“I only wanted her to take me past the ledge,” Lisle explained. “I’d no notion of going right through with her. Now we’ll make for camp.”

On arriving there as darkness closed down, they found that Jake had recovered the craft. The paddles had gone, but he could make another pair in an hour or two. They had a few dry things to put on, and as they lay beside the fire after supper they were sensible that the slight constraint both had felt for the last two days had vanished. Neither would have alluded to the feeling which had replaced it, nor, indeed, could have clearly expressed his thoughts, but mutual liking, respect and confidence had suddenly changed to something stronger. During the few minutes they spent in the water a bond, indefinite, indescribable, but not to be broken, had been forged between the two.

The next morning it was clear and cold, and they made good progress until they landed late in the afternoon. Then, after scrambling some distance over loose gravel, Lisle and Nasmyth stopped beside a slight hollow in a wall of rock. A few large stones had been rudely placed on one another to form a shelter; there were still some small spruce branches, which had evidently been used for a roof, scattered about; and the remains of a torn and moldering blanket lay near by. In another place was a holed frying-pan and a battered kettle.

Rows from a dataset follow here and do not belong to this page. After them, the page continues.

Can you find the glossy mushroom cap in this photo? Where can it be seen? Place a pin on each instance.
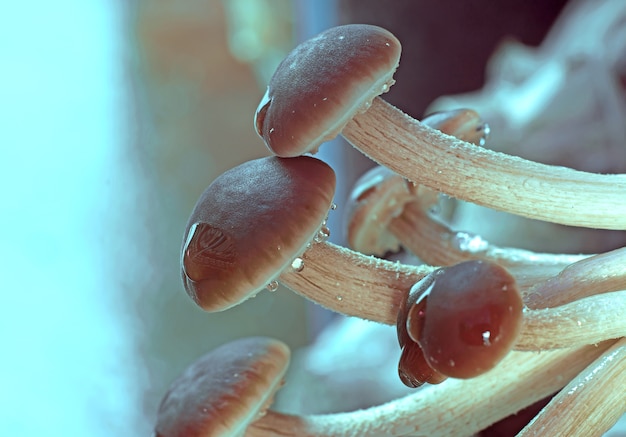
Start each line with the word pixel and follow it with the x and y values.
pixel 250 224
pixel 472 316
pixel 322 84
pixel 225 390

Nasmyth gravely took off his shapeless hat, and stood glancing about him with a fixed expression.

“This,” he said quietly, “is where my friend died—as you have heard, they afterward took his body out. There are few men who could compare with that one; I can’t forget him.”

There was nothing to be done, and little that could be said; and they turned away from the scene of the tragedy, where a man, who to the last had thought first of his companions, had met his lonely end. Launching the canoe, they sped on down-river, making a few easier portages, and four days later they landed on the bank of a turbulent reach shut in by steep, stony slopes. There was a little brushwood here and there, but not a tree of any kind.

“It was on this beach that Gladwyne made one cache,” said Lisle. “If there had been a cypress or a cedar near, he’d have blazed a mark on it. As it is, we’d better look for a heap of stones.”

They searched for some time without finding anything, for straight beach and straight river presented no prominent feature which any one making a cache would fix upon as guide. Lisle directed Nasmyth’s attention to this.

“There was deep snow when Vernon came down the gorge, on this side,” he pointed out. “It doesn’t follow that he was with the others when they buried the stores—he might have been carrying up a load—and it’s possible they couldn’t give him a very exact description. If I’m right in this, he’d have a long stretch of beach to search, and a man’s senses aren’t as keen as usual when he’s badly played out.”

Nasmyth made no comment, but his expression suggested that he would not be disappointed if they failed to strike the cache. Shortly afterward, however, Jake called out, and on joining him they saw a cross scratched on a slab of slightly projecting rock. Even with that to guide them, it was some time before they came upon a few stones roughly piled together and almost hidden in a bank of shingle.